Hypo Real Estate, Germany's second-biggest commercial property lender, has been bailed out by the German government to the extent of 50 billion euro (USD68 billion). The German government has also given savers a commitment towards protecting their deposits and the UK, Spain and Portugal are expected to follow suit. This follows moves by the Irish, Danish and Greek governments to implement full protection for deposit holders. Sweden has substantially increased the level of protection and Austria has announced increased deposit protection but has yet to announce details.
BNP Paribas has confirmed it has agreed to buy 75% of Fortis's operations in Belgium and Luxembourg. In return, the governments of Belgium and Luxembourg will take a minority stake in BNP. The Icelandic government is reported to be agreeing measures for the country's banks to sell off some foreign assets in a bid to support its financial system. Iceland's currency has lost 20% against the dollar in the last week.
None of the banks, including the European Central Bank and Bank of England, have commented on potential rate hikes or cuts. But analysts believe the Bank of England, which meets this Thursday, will likely lower its rate below 5 percent. The ECB left its rate unchanged at 4.25 percent on Thursday, but opened the door to a rate cut.
The number of bank bailouts in Europe has caused stock markets to slide causing investors to seek the relative safety of government debt. European bonds have risen, sending the yield on the two-year note to the lowest level since March.
The euro declined to a 14 month low against the dollar at USD1.3598 and the weakest in two years versus the yen at 139.96. The yen was the best performer in September and the only currency to appreciate against the dollar.
Commodity markets have continued to slide and are heading for their biggest annual decline since 2001 as investors exit leveraged arrangements and slowing economic growth erodes demand for raw materials.

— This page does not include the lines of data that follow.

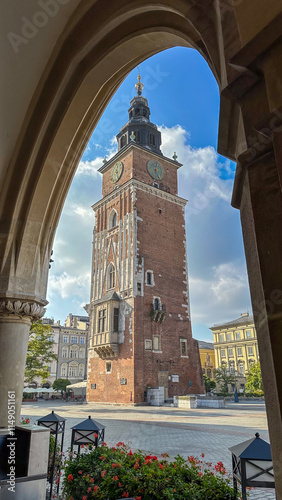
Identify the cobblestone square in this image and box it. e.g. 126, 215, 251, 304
22, 400, 275, 500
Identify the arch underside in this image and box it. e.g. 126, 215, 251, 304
0, 0, 240, 302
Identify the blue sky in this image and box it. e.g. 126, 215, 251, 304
47, 47, 251, 340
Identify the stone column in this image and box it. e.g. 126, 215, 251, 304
0, 300, 45, 428
240, 151, 282, 500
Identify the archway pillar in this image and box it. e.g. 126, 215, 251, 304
0, 299, 45, 431
228, 37, 282, 500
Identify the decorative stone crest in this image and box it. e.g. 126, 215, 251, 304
0, 300, 46, 321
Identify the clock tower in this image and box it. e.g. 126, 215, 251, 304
87, 75, 204, 403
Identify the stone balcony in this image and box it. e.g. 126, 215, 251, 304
93, 332, 118, 359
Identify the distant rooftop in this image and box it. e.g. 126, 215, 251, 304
198, 340, 214, 350
210, 313, 254, 330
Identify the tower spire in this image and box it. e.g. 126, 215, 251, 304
135, 66, 144, 96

Crude oil for November delivery fell to USD89.96 a barrel on the New York Exchange. Prices declined 12% last week as reports showed US fuel demand for the previous four weeks was the lowest in seven years and that manufacturing had slowed in September at the fastest rate since 2001.
The information set out herein has been obtained from various public sources and is published by way of information only. The Spectrum IFA Group can accept no liability of any sort in relation there to and readers should obtain their own verification of any statement before making any decision which may have any financial or other impact.